Driving home from this therapy session, you blurt out something that nearly veers you off the road. Mommy, I need you, he’s hurting me skids sideways through your lips. You have no control over what you say. It’s both terrifying and liberating, all at the same time. 

At your next appointment, you share this incident with your therapist. She gazes compassionately at you from her rocking chair, her brow furrowing a bit, and that upside down smile she gets when she’s feeling bad for you appears, before asking you what you think all this might mean. 

You tell her it happened during that last placement of yours, this deed that’s too foggy to consider nailing down, at the friends of your parents whom they lived with before then. Your sister had been staying there for much of your mom’s illness. You missed her mightily when you were separated from her. The only takeaway you have is being touched in a way you sensed was wrong, its icky-ness oozing from memories too far away to grasp, the perpetrator of this deed muddled in your whimpering mind.

You’re not sure what to do with this mass of information, this bucket of slime that’s been poured on your lap, but you know when you get back home, when your precious daughter is in the house, you’ll need to lock your bedroom door to let off the steam this disturbing revelation is beginning to produce. 

You’ll soon figure out who did what to you.

It’s no wonder the recent love-making with your husband went so badly — that you drank so much through all those other nights of sex. This stuff’s been wheedling its way to the surface, ready to break out of its shell and knock the shit out of anyone who lays their dirty hands on this precious body of yours. The fact you played out the abuse much of your life was lost to you. Perpetually seeking out the thing you thought was love.

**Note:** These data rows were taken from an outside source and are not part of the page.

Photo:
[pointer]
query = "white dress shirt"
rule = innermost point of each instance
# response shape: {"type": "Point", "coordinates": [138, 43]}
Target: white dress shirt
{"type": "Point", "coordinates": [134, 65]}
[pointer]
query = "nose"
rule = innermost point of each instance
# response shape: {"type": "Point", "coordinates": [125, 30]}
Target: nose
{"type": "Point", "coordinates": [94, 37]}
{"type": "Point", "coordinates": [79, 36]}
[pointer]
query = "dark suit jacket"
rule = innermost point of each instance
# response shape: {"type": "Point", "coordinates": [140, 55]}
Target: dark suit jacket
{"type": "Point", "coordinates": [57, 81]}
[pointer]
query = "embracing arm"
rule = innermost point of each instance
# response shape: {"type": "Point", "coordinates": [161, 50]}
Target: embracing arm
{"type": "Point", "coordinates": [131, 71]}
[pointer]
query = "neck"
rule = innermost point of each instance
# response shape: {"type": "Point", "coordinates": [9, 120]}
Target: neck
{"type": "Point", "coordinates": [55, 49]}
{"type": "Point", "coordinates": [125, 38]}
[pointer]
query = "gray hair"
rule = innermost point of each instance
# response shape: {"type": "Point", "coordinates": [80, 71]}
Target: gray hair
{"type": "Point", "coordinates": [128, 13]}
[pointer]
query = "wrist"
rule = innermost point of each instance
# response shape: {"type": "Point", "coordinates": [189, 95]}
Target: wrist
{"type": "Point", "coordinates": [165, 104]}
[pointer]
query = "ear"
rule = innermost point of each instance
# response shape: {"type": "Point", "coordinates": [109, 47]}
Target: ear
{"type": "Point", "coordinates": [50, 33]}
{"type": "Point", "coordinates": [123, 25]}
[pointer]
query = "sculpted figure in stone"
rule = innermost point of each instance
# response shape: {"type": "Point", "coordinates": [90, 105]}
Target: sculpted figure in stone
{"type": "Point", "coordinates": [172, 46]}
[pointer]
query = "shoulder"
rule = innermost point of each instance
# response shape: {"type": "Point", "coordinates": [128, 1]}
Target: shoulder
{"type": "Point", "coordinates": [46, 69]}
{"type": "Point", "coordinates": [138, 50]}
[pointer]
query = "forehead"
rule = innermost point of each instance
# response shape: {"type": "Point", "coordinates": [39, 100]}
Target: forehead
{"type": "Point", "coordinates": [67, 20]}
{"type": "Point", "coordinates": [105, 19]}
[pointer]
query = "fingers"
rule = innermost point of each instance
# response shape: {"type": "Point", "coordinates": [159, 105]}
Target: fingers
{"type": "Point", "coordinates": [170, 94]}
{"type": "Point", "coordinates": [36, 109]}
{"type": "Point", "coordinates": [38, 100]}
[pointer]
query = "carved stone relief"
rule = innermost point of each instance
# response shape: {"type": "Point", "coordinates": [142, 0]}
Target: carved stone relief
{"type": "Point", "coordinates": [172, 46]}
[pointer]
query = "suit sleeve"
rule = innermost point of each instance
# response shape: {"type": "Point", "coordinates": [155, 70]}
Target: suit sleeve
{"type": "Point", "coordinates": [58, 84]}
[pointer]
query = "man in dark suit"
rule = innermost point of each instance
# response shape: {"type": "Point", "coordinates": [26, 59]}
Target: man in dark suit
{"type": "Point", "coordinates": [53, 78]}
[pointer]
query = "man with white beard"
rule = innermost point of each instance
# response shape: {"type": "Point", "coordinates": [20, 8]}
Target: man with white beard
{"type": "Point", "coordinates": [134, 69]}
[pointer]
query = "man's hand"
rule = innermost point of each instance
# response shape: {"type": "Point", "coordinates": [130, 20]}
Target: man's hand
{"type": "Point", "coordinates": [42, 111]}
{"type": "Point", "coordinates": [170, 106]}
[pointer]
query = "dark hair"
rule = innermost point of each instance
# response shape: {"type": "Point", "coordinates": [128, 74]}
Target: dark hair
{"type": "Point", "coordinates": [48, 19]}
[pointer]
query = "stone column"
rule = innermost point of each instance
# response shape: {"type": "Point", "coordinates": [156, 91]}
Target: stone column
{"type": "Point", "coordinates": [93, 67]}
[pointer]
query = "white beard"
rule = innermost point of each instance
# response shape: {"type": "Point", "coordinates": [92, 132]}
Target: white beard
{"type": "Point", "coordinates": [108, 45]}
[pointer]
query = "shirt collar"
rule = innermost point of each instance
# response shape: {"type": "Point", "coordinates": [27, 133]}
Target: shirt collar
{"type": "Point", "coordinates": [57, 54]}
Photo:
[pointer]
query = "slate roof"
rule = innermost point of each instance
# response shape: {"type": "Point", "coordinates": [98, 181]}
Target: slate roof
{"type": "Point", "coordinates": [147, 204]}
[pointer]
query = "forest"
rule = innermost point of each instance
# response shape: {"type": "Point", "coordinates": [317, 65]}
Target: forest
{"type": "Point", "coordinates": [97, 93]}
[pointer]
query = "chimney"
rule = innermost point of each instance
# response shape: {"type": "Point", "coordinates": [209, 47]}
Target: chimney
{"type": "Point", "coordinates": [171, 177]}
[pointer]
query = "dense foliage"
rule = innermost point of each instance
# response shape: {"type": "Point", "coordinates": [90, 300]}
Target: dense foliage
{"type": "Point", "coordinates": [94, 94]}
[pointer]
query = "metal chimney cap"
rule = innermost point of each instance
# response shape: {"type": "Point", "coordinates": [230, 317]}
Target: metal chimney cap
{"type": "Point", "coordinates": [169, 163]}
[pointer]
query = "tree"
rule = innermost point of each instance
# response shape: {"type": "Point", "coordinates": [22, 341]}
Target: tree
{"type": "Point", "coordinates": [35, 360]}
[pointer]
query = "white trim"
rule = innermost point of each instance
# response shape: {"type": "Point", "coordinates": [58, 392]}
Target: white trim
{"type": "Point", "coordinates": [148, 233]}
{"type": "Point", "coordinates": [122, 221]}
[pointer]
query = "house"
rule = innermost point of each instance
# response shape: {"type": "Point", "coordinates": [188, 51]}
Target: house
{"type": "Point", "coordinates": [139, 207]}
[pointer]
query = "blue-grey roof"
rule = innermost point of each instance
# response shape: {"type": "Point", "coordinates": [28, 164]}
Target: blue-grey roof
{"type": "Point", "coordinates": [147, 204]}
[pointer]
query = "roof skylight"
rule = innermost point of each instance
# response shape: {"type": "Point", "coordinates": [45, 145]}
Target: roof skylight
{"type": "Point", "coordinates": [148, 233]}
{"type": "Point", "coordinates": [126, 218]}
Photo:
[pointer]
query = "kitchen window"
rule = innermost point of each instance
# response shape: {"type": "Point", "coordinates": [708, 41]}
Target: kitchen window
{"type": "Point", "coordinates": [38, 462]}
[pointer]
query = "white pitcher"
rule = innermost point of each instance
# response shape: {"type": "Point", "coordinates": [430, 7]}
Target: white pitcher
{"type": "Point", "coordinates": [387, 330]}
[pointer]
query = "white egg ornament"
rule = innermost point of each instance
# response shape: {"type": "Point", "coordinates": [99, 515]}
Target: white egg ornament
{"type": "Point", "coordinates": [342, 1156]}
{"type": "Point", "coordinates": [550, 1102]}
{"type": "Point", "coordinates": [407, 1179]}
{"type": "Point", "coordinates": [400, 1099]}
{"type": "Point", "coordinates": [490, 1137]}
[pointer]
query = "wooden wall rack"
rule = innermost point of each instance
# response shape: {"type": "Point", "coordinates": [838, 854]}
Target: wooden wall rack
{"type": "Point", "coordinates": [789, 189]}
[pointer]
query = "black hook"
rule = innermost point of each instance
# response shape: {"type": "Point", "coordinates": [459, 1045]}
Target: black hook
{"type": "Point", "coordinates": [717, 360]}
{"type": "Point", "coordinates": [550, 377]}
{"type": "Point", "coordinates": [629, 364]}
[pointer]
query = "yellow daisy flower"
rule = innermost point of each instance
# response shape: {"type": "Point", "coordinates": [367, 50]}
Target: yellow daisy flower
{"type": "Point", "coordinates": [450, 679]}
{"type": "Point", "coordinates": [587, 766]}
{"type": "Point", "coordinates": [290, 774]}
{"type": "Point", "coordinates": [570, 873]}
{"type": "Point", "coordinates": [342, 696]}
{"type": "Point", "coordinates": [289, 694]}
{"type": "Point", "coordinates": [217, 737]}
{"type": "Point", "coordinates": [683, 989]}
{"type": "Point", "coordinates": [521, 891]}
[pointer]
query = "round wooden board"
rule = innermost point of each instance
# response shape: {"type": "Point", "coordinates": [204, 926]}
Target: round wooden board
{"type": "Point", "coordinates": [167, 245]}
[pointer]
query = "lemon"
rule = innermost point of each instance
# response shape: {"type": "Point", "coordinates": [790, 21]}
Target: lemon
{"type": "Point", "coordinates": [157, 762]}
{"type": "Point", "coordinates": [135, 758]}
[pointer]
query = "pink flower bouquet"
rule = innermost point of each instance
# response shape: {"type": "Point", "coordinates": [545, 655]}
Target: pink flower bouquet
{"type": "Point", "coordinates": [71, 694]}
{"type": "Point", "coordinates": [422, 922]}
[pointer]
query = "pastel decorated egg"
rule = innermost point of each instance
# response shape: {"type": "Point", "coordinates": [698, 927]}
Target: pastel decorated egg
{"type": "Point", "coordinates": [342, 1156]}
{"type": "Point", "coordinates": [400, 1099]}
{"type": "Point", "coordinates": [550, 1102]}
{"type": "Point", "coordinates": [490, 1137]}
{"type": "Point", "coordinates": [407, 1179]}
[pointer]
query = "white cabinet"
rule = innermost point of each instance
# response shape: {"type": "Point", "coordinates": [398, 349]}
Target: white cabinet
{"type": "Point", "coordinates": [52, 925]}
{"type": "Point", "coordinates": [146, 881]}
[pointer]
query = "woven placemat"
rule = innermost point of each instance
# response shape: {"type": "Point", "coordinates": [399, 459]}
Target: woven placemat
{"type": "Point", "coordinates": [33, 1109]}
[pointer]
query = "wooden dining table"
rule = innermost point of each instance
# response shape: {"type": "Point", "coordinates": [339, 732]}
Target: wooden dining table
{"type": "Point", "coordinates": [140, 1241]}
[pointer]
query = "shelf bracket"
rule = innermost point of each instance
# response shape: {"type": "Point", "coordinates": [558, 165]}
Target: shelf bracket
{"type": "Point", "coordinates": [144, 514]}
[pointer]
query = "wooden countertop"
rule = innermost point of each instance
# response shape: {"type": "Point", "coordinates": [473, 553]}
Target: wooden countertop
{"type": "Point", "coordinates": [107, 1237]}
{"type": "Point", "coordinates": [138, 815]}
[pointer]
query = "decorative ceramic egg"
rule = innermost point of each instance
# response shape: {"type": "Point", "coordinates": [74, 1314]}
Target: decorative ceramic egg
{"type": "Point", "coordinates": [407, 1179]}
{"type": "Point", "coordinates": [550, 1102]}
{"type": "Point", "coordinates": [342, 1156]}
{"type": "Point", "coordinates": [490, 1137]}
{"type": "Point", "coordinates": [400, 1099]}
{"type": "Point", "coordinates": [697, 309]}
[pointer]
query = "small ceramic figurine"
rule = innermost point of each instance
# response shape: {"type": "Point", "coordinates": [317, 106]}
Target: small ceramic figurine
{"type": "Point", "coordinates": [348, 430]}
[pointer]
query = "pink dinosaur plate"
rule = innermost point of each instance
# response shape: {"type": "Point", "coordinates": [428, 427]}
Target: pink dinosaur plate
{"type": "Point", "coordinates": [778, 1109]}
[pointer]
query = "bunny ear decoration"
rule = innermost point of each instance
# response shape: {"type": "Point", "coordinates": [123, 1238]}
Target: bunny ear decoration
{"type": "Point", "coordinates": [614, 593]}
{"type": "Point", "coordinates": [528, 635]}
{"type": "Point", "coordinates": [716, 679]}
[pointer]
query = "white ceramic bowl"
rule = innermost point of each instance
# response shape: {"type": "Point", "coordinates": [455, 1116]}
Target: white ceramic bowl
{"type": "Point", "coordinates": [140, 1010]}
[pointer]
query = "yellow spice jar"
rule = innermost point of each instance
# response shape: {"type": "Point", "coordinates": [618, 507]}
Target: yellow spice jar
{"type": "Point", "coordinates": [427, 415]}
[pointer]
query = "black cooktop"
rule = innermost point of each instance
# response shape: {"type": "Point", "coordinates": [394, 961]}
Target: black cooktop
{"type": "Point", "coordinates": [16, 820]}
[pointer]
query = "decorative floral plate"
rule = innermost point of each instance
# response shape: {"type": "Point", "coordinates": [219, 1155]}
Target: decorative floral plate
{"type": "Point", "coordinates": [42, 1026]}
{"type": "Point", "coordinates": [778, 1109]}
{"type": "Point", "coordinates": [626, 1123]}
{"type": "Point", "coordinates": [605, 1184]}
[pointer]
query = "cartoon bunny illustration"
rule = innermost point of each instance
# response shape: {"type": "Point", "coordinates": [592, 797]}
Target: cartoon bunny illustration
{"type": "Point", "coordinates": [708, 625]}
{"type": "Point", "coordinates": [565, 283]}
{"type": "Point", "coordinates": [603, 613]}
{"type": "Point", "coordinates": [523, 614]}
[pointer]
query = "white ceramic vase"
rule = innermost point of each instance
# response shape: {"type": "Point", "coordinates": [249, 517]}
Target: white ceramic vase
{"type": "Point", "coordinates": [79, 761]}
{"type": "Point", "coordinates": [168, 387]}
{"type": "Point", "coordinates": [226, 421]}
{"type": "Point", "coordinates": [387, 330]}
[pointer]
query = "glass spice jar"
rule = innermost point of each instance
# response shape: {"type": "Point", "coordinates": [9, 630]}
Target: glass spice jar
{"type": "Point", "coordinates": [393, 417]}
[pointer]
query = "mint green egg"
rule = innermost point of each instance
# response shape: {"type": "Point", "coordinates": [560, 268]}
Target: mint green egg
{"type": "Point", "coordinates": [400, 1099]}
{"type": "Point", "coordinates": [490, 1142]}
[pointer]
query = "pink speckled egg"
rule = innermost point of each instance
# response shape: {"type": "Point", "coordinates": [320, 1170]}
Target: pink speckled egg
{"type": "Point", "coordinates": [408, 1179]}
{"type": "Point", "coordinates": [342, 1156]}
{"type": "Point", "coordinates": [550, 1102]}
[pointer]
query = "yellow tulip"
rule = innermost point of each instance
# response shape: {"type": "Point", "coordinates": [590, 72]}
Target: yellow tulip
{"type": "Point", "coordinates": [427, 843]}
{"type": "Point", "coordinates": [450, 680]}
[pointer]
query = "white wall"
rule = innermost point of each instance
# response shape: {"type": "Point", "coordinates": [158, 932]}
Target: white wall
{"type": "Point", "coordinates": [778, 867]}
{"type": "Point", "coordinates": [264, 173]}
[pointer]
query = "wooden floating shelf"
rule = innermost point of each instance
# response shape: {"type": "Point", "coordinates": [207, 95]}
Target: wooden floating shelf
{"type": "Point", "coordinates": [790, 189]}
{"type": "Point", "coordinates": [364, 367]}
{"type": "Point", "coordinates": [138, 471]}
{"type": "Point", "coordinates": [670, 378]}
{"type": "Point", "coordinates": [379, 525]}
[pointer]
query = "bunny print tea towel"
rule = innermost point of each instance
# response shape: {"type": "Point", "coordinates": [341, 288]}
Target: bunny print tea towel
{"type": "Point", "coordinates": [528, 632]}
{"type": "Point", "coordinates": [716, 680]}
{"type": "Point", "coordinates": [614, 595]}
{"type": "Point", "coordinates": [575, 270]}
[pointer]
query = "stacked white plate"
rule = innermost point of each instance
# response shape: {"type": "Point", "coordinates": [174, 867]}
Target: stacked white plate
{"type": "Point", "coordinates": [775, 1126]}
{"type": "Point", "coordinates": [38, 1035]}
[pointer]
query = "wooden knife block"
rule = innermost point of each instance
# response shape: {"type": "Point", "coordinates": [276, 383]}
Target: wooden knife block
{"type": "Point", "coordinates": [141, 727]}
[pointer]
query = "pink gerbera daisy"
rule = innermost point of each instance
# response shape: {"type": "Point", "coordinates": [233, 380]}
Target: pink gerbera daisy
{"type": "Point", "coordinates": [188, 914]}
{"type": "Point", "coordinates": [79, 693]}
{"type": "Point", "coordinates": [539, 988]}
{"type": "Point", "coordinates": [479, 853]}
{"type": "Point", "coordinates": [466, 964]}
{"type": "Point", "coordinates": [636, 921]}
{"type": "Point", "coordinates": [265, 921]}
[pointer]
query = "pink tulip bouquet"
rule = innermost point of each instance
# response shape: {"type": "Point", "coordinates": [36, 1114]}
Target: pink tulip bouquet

That’s when you start to think; you may never want to have sex ever again.

As it turns out, you start writing instead and join a group of writers — all of you sexually abused in your younger years. You speak of it from time to time, staring at the floor when you do, scribbling on the pages you take critique notes on, fingers getting sore from the pressure placed on the pens, surprised when the pages don’t catch on fire or rip spontaneously to shreds.

Instead, you help each other to mend providing that safety net none of you got as kids. Planting the seeds of healing that just might take a lifetime to bloom.